While Portugal’s credit rating was slashed to near-junk status on March 29th and ten-year bond yields have risen above 8%,
“the economies of both Greece and Ireland, Europe’s two “rescued” countries, are shrinking faster than expected, and bond yields, at almost 13% for Greece and over 10% for Ireland, remain stubbornly high. Investors plainly believe the rescues will not work.
They are right. These economies are on an unsustainable course, but not for lack of effort by their governments. … At the EU’s insistence, the peripherals’ priority is to slash their budget deficits regardless of the consequences on growth. But as austerity drags down output, their enormous debts … look ever more unpayable, so bond yields stay high. The result is a downward spiral.

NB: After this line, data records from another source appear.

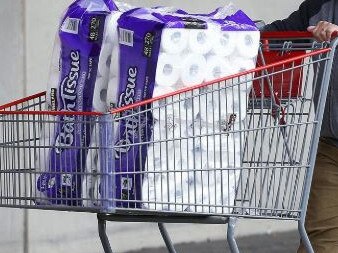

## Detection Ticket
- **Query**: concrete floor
[128,231,299,253]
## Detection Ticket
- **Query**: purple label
[37,0,115,206]
[102,9,164,208]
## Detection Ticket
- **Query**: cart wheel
[227,217,239,253]
[97,215,113,253]
[158,223,176,253]
[298,220,314,253]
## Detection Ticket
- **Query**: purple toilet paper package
[36,0,117,206]
[101,8,257,208]
[102,9,163,208]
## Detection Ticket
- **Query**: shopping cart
[0,33,337,252]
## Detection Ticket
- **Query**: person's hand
[307,21,338,42]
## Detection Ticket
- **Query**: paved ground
[128,231,298,253]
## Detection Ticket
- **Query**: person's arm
[263,0,327,31]
[307,21,338,41]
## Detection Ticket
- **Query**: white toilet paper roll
[104,11,122,46]
[50,36,61,73]
[181,54,206,86]
[189,29,214,55]
[98,43,113,78]
[161,28,190,54]
[109,46,120,79]
[236,31,260,58]
[93,77,108,112]
[153,86,175,98]
[213,31,237,56]
[107,78,119,110]
[155,53,181,86]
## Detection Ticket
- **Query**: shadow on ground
[128,231,299,253]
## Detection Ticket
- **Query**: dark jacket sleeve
[263,0,327,31]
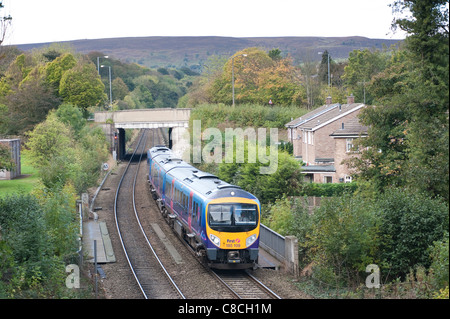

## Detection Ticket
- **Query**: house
[285,95,367,183]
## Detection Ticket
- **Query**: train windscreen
[208,203,258,232]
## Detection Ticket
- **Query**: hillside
[18,37,399,70]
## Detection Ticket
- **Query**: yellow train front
[147,146,261,269]
[205,192,260,269]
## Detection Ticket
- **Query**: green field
[0,153,39,197]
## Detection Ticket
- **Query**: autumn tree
[348,0,449,200]
[59,62,106,117]
[209,48,305,105]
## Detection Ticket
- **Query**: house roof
[284,103,339,127]
[330,118,368,138]
[302,165,336,174]
[285,103,365,131]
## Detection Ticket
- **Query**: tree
[0,143,16,171]
[45,53,77,94]
[346,0,449,201]
[209,48,305,105]
[0,1,12,45]
[59,62,106,118]
[5,77,61,134]
[343,49,389,104]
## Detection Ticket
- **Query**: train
[147,145,261,269]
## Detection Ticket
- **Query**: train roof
[149,146,256,199]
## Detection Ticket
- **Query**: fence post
[285,236,299,277]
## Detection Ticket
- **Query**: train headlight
[209,234,220,247]
[245,234,257,247]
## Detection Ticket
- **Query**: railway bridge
[94,108,191,159]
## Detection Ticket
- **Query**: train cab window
[208,203,258,232]
[234,204,257,225]
[209,205,232,226]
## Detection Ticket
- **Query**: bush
[300,182,358,197]
[305,194,380,284]
[377,188,449,278]
[0,189,79,298]
[190,104,308,129]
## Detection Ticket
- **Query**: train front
[206,191,261,269]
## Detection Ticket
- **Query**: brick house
[285,96,367,183]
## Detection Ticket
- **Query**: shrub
[377,188,449,278]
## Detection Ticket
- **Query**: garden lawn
[0,152,39,197]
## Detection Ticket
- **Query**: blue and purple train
[147,146,261,269]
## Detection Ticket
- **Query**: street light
[101,65,112,107]
[231,53,247,106]
[319,51,331,88]
[97,55,108,75]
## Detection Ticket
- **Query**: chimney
[347,93,355,104]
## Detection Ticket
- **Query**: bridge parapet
[94,108,191,129]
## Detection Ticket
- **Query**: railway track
[114,130,185,299]
[211,270,281,299]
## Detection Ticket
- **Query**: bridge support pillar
[169,127,173,149]
[117,128,125,160]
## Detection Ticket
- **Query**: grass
[0,152,39,197]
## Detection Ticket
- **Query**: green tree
[209,48,305,106]
[59,63,106,118]
[348,0,449,201]
[343,49,389,104]
[376,188,449,278]
[45,53,77,94]
[0,143,16,171]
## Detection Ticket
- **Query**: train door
[188,192,194,232]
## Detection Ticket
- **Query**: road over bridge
[94,108,191,159]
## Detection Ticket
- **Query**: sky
[0,0,405,45]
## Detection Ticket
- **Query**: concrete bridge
[94,108,191,159]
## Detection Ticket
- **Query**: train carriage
[147,146,260,269]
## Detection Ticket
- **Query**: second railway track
[114,130,185,299]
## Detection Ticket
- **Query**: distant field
[18,36,401,71]
[0,153,39,197]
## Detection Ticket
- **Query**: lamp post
[97,55,108,75]
[101,65,112,107]
[319,51,331,89]
[231,53,247,106]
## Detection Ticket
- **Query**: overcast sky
[0,0,405,44]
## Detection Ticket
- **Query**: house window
[305,132,314,145]
[345,138,353,153]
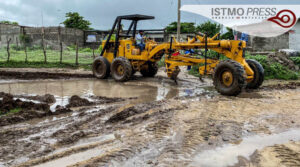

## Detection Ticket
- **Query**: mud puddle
[190,129,300,167]
[0,79,212,103]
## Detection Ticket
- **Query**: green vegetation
[166,22,196,33]
[0,45,96,69]
[291,57,300,67]
[246,55,299,80]
[196,21,221,37]
[0,108,22,116]
[63,12,91,30]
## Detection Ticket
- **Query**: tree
[166,22,196,33]
[0,21,19,25]
[63,12,91,30]
[221,27,234,40]
[196,21,221,37]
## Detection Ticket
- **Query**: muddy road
[0,68,300,167]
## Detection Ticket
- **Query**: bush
[246,55,299,80]
[291,57,300,67]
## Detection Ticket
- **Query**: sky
[0,0,300,30]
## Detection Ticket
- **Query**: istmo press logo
[181,5,300,37]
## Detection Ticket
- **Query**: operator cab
[100,14,155,57]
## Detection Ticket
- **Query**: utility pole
[177,0,181,40]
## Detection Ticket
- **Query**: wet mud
[0,68,300,167]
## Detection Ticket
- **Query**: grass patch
[0,61,91,70]
[246,55,299,80]
[0,46,100,69]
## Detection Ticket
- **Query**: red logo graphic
[268,10,297,28]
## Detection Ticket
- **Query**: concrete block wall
[250,33,290,52]
[0,24,21,48]
[0,24,84,49]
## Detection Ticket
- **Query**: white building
[289,19,300,51]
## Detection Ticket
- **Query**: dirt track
[0,68,300,167]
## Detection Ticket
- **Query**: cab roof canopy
[118,14,155,21]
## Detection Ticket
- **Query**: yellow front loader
[93,15,264,96]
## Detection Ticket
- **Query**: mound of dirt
[90,96,127,104]
[0,70,93,80]
[106,102,162,123]
[15,94,56,104]
[66,95,95,108]
[268,52,299,71]
[66,95,128,108]
[261,82,300,90]
[0,92,72,126]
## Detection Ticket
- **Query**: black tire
[246,59,265,89]
[131,68,136,76]
[140,62,158,77]
[213,60,246,96]
[92,57,110,79]
[111,57,132,82]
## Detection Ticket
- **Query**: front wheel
[140,62,158,77]
[246,59,265,89]
[111,57,132,82]
[213,60,246,96]
[92,57,110,79]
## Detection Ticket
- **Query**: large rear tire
[93,57,110,79]
[246,59,265,89]
[111,57,132,82]
[213,60,246,96]
[140,62,158,77]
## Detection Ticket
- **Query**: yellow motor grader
[93,15,264,96]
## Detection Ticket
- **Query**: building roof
[118,14,155,20]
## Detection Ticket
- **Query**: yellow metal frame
[103,34,254,82]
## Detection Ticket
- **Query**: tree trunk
[24,45,28,63]
[6,37,11,62]
[58,26,63,64]
[93,48,95,59]
[75,41,79,66]
[42,27,47,63]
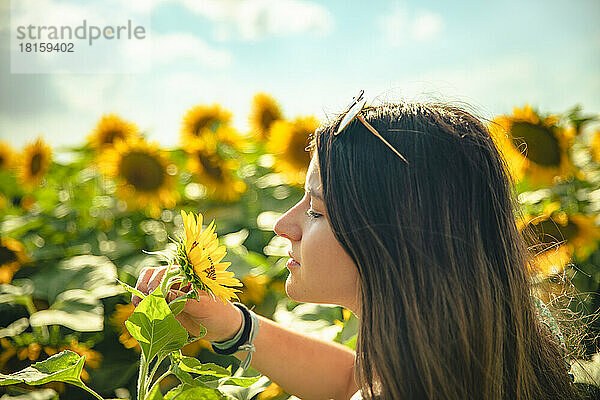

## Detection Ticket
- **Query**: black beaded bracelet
[211,302,252,355]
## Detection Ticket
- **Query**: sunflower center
[260,109,278,130]
[535,219,579,245]
[31,153,42,175]
[119,152,165,191]
[511,121,561,166]
[198,153,223,181]
[204,256,217,281]
[0,246,17,265]
[194,117,221,136]
[104,130,124,144]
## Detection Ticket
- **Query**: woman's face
[274,155,359,315]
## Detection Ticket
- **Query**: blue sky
[0,0,600,153]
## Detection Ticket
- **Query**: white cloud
[120,33,233,71]
[379,6,444,46]
[412,11,443,41]
[172,0,334,41]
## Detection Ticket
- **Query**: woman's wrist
[214,306,244,343]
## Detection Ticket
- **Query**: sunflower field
[0,93,600,399]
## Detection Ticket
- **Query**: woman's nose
[273,207,302,241]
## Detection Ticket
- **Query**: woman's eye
[306,208,321,218]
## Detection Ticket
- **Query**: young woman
[138,93,578,400]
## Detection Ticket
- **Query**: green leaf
[0,279,33,306]
[0,317,29,338]
[165,383,226,400]
[0,350,102,399]
[30,289,104,332]
[29,310,104,332]
[125,288,188,363]
[117,279,146,300]
[179,357,231,378]
[169,296,188,315]
[145,385,165,400]
[32,255,123,304]
[219,376,260,388]
[1,389,59,400]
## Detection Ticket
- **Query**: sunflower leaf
[125,288,188,363]
[179,357,231,378]
[0,350,102,399]
[117,279,146,300]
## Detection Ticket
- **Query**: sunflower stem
[138,353,148,400]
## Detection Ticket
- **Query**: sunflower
[0,237,28,283]
[490,105,576,185]
[98,138,178,218]
[0,141,16,171]
[590,131,600,164]
[177,211,243,304]
[18,138,52,187]
[186,140,246,202]
[249,93,283,141]
[181,104,237,148]
[267,116,319,185]
[88,114,139,150]
[240,274,269,304]
[518,203,600,276]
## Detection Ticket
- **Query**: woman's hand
[131,267,243,342]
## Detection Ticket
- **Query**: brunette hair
[309,102,580,400]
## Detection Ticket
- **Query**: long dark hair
[311,103,579,400]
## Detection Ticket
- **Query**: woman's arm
[235,312,358,400]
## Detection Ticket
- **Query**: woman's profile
[137,96,580,400]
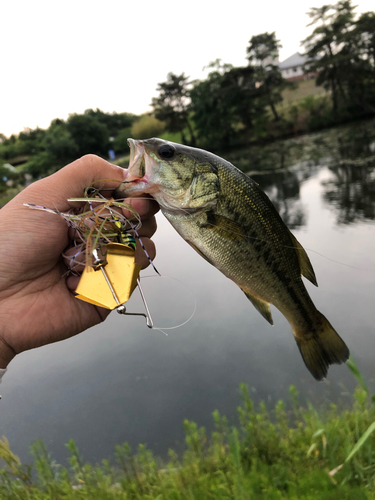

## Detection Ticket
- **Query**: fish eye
[158,144,175,160]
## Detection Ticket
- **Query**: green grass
[0,360,375,500]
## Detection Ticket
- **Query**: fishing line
[137,274,197,336]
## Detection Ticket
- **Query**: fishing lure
[25,182,159,328]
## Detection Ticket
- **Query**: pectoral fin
[241,289,273,325]
[185,240,214,266]
[289,231,318,286]
[204,212,244,241]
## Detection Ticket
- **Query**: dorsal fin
[289,231,318,286]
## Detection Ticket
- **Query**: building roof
[279,52,307,70]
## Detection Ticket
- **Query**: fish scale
[115,139,349,380]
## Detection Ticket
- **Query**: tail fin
[295,311,349,380]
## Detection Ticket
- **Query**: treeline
[152,0,375,149]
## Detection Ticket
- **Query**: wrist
[0,336,16,369]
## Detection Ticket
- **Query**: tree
[302,0,360,118]
[67,112,109,157]
[151,73,196,146]
[84,108,138,137]
[246,32,290,121]
[43,119,78,162]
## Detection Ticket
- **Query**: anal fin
[289,231,318,286]
[242,289,273,325]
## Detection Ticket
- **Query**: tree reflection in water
[323,162,375,224]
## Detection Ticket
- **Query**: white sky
[0,0,374,135]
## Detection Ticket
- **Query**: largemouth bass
[115,139,349,380]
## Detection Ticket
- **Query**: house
[278,52,316,82]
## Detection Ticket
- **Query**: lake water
[0,122,375,463]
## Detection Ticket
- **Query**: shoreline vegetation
[0,0,375,197]
[0,358,375,500]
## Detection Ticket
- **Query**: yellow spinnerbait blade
[76,243,141,310]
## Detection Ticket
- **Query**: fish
[114,138,349,380]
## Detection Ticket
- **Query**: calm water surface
[0,118,375,463]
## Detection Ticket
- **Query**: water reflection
[0,122,375,462]
[251,171,306,229]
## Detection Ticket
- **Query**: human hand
[0,155,158,368]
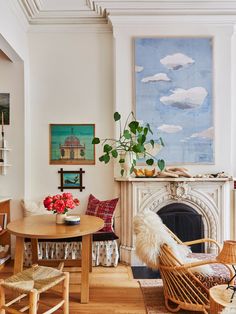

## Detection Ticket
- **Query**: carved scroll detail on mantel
[117,180,232,265]
[168,182,190,201]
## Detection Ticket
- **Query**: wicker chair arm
[183,238,221,253]
[173,260,234,278]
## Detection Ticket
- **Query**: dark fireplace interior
[158,203,204,253]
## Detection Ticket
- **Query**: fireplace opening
[157,203,204,253]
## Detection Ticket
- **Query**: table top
[7,215,104,239]
[209,285,236,308]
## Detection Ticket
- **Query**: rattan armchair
[134,211,233,313]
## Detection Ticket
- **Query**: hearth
[116,178,232,266]
[157,202,204,253]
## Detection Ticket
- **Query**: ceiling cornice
[15,0,236,27]
[87,0,236,17]
[18,0,107,25]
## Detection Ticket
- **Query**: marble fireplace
[116,178,235,265]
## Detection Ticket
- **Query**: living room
[0,0,236,314]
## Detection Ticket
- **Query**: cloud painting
[134,37,214,164]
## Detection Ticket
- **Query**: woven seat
[134,209,233,314]
[0,265,69,314]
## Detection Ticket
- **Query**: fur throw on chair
[133,209,212,275]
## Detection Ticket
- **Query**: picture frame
[58,168,85,192]
[0,93,10,125]
[133,36,215,164]
[49,124,95,165]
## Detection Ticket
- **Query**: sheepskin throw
[134,209,191,269]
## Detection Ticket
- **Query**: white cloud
[141,73,170,83]
[160,53,195,70]
[191,126,214,139]
[135,65,144,73]
[158,124,183,133]
[160,87,207,109]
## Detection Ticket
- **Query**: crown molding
[16,0,236,26]
[28,23,112,34]
[17,0,107,25]
[88,0,236,17]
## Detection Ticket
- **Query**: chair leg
[62,272,69,314]
[29,289,38,314]
[0,279,6,314]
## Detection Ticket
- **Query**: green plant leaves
[113,111,121,121]
[157,159,165,171]
[146,158,154,166]
[92,137,100,144]
[103,144,112,153]
[111,149,118,158]
[123,130,131,140]
[150,140,155,147]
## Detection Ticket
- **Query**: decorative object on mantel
[58,168,85,192]
[134,168,156,178]
[92,112,165,177]
[0,111,10,175]
[43,193,80,224]
[194,171,232,179]
[157,167,192,178]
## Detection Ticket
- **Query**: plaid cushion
[85,194,118,232]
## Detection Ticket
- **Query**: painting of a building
[60,128,85,160]
[50,124,95,165]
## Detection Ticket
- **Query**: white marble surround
[116,178,232,265]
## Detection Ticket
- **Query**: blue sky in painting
[135,38,214,163]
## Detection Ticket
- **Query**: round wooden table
[7,215,104,303]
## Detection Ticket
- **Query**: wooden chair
[0,265,69,314]
[134,212,233,313]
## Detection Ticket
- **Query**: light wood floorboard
[0,264,146,314]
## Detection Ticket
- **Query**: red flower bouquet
[43,193,80,214]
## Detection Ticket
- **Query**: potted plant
[92,112,165,176]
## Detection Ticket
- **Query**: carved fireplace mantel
[116,178,232,265]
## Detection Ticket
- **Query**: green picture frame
[49,124,95,165]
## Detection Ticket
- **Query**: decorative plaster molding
[119,178,231,265]
[168,182,190,201]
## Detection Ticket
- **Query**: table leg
[31,239,38,264]
[14,237,24,274]
[80,234,92,303]
[89,236,93,273]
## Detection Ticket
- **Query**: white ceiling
[17,0,236,25]
[40,0,89,11]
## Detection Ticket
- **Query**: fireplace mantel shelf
[115,177,233,182]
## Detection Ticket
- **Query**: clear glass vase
[56,214,66,225]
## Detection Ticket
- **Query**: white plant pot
[56,214,66,225]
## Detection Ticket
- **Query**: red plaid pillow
[85,194,119,232]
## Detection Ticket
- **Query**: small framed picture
[0,93,10,125]
[58,168,85,192]
[49,124,95,165]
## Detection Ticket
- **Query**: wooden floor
[0,265,146,314]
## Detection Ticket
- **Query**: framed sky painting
[134,37,214,164]
[49,124,95,165]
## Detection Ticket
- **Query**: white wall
[0,57,24,219]
[28,32,114,210]
[110,16,235,175]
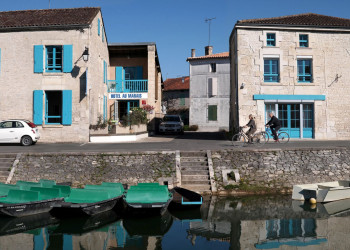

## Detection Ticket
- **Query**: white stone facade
[230,23,350,139]
[0,9,109,142]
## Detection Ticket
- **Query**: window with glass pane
[266,33,276,46]
[264,59,279,82]
[298,59,312,82]
[299,35,309,47]
[303,104,313,128]
[46,46,62,72]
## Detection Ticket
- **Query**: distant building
[163,76,190,125]
[230,13,350,139]
[187,46,230,131]
[0,8,109,142]
[108,42,163,133]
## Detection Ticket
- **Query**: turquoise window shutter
[63,44,73,73]
[34,45,44,73]
[136,66,143,80]
[62,90,72,125]
[97,18,101,35]
[115,67,124,92]
[33,90,44,125]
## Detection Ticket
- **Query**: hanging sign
[109,93,148,100]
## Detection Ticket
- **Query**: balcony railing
[108,80,148,93]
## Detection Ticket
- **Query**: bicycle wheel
[278,132,289,143]
[253,132,267,147]
[232,133,247,147]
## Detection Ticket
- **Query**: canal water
[0,196,350,250]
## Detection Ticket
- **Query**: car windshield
[163,116,180,122]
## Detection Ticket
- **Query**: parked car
[159,115,184,133]
[0,120,40,146]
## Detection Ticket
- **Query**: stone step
[181,166,209,171]
[181,169,209,175]
[181,174,210,182]
[181,157,208,162]
[180,151,207,157]
[181,185,210,192]
[181,162,208,167]
[181,180,210,185]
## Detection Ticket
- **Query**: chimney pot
[191,49,196,57]
[205,46,213,56]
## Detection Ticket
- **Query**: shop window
[45,46,62,72]
[208,105,218,121]
[299,34,309,47]
[209,63,216,73]
[264,59,279,82]
[266,33,276,46]
[298,59,312,83]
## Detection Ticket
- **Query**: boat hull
[53,196,122,217]
[0,198,63,217]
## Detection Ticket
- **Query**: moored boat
[169,187,203,209]
[124,183,172,216]
[292,181,350,203]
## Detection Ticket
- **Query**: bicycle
[260,128,290,143]
[231,127,266,147]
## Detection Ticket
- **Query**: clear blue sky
[1,0,350,79]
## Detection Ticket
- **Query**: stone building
[187,46,230,131]
[108,42,163,133]
[163,76,190,125]
[230,13,350,139]
[0,8,109,142]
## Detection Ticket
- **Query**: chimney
[205,46,213,56]
[191,49,196,57]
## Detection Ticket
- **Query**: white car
[0,120,40,146]
[159,115,184,134]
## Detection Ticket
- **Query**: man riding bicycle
[265,112,281,142]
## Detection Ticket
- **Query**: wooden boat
[169,187,203,209]
[292,181,350,203]
[53,183,124,217]
[124,183,172,216]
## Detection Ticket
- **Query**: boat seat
[39,179,56,187]
[125,189,170,203]
[30,187,62,200]
[64,189,113,203]
[85,185,124,197]
[52,185,72,197]
[0,189,40,203]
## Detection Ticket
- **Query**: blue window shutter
[63,44,73,73]
[62,90,72,125]
[34,45,44,73]
[97,18,101,35]
[33,90,44,125]
[136,66,143,80]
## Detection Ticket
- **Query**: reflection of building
[0,8,109,142]
[187,46,230,131]
[108,43,162,132]
[163,76,190,125]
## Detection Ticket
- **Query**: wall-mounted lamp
[83,47,89,62]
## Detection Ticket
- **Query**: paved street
[0,132,350,153]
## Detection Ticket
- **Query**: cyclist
[244,114,256,143]
[265,112,281,142]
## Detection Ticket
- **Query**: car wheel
[21,135,33,146]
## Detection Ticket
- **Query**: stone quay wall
[11,152,176,187]
[212,148,350,191]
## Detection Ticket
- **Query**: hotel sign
[109,93,148,100]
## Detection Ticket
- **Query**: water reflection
[0,196,350,250]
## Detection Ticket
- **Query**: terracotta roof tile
[237,13,350,28]
[163,76,190,91]
[0,7,100,29]
[187,52,229,61]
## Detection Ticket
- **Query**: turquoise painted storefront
[253,95,325,139]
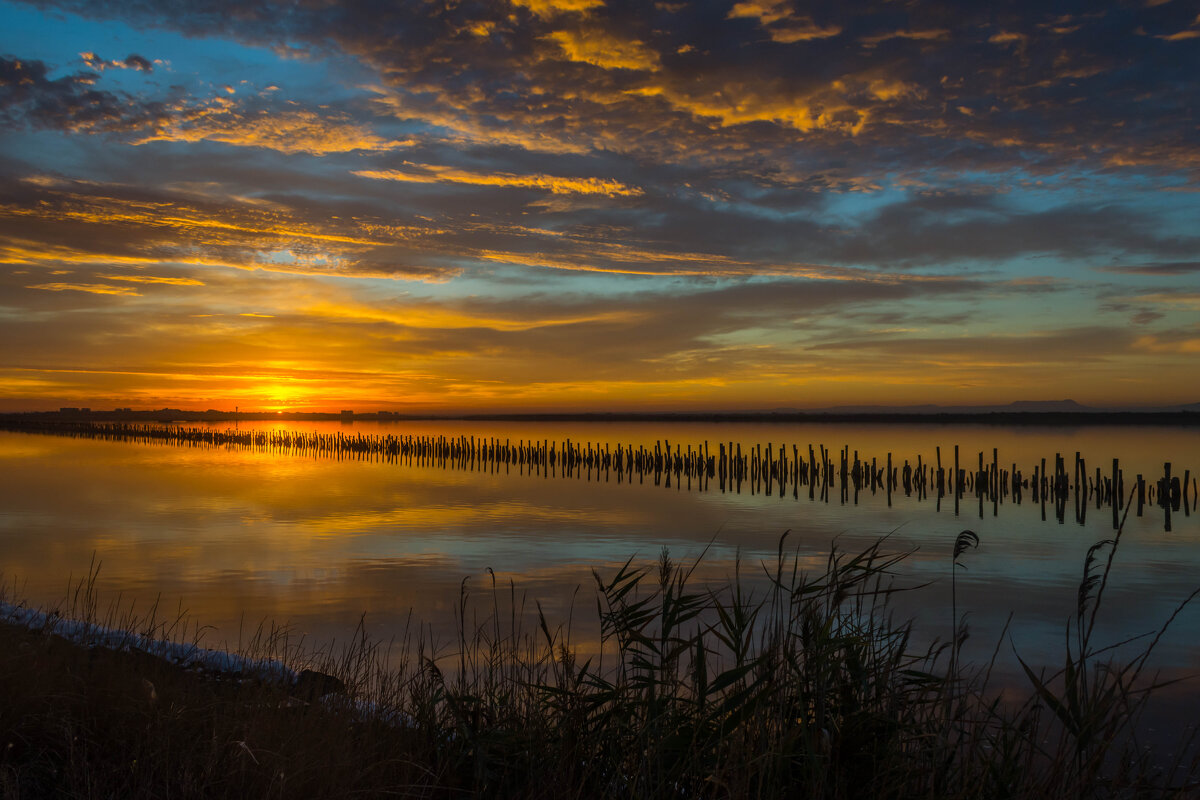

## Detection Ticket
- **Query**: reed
[0,522,1200,799]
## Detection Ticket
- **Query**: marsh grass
[0,515,1200,799]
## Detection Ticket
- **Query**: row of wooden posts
[0,421,1200,529]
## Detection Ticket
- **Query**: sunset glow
[0,0,1200,413]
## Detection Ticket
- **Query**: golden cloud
[354,162,642,197]
[25,283,142,297]
[133,98,403,156]
[96,275,204,287]
[548,29,659,72]
[726,0,841,44]
[512,0,604,18]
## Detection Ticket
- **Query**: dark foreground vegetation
[0,531,1200,800]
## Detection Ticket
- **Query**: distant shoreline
[0,409,1200,427]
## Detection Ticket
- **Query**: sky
[0,0,1200,413]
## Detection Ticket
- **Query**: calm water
[0,422,1200,724]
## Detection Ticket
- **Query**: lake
[0,422,1200,734]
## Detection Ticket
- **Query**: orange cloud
[25,283,142,297]
[726,0,841,44]
[512,0,604,18]
[354,162,642,197]
[96,275,204,287]
[133,98,413,156]
[548,29,659,72]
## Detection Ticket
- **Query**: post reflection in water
[0,422,1200,705]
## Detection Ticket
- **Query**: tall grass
[0,522,1200,799]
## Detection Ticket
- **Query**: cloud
[98,275,204,287]
[727,0,842,44]
[79,52,154,72]
[26,283,138,297]
[0,56,167,133]
[354,162,642,197]
[548,29,659,72]
[133,97,413,156]
[1096,261,1200,277]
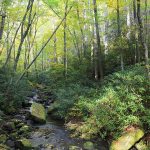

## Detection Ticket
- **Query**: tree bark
[93,0,103,80]
[137,0,150,79]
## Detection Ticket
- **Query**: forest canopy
[0,0,150,150]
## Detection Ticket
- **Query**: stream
[24,89,108,150]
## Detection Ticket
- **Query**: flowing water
[26,90,107,150]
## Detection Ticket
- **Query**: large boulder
[16,138,32,150]
[0,144,10,150]
[135,140,150,150]
[83,142,95,150]
[69,145,82,150]
[0,134,7,143]
[2,122,15,132]
[31,102,46,124]
[110,128,144,150]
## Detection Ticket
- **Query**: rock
[0,110,5,117]
[47,105,55,114]
[135,141,148,150]
[19,125,30,133]
[16,122,25,128]
[69,146,82,150]
[0,134,7,143]
[43,144,54,150]
[6,140,15,147]
[16,138,32,150]
[9,132,18,140]
[0,144,10,150]
[83,142,95,150]
[31,103,46,124]
[2,122,15,131]
[11,119,22,126]
[110,128,144,150]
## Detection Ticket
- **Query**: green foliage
[0,69,31,113]
[63,65,150,138]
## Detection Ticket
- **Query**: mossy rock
[0,144,10,150]
[47,104,55,114]
[19,125,30,133]
[83,142,95,150]
[2,122,15,131]
[110,129,144,150]
[0,134,7,143]
[69,145,82,150]
[16,138,32,150]
[31,103,46,124]
[135,140,150,150]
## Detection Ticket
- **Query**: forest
[0,0,150,150]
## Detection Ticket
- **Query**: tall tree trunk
[137,0,150,79]
[64,0,68,77]
[117,0,124,71]
[93,0,104,80]
[0,12,6,43]
[14,0,36,71]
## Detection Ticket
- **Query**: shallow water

As if that were not enough, the European Central Bank in Frankfurt seems set on raisong interest rates on April 7th, which will strengthen the euro and further undermine the peripherals’ efforts to become more competitive.”
Conclusion: debt restructuring is ultimately inevitable. It is time for the IMF to “push Europe’s pusillanimous politicians into doing the right thing”.
I cannot agree more, but restructuring will not cure these ailing economies’ underlying problem if not accompanied by substantial exchange rate realignements in order to restore their long-term competitiveness. The prime responsibility is that of the euro’s increasingly unbalanced “implicit intra-zone real exchange rates” and its one-size-fits-none monetary policy.
The same conclusion is reached, regarding Greece, by three German economists, Wilhelm Hankel, Wilhelm Nölling, Joachim Starbatty, and a professor of law, Karl Albrecht Schachtschneider, in a Financial Times article, “A euro exit is the only way out for Greece” (March 25th).
But one should not delude oneself: removing Greece from the euro will not “provide a way … of ensuring the survival of monetary union.” It will lead to a radical reappraisal of its viability.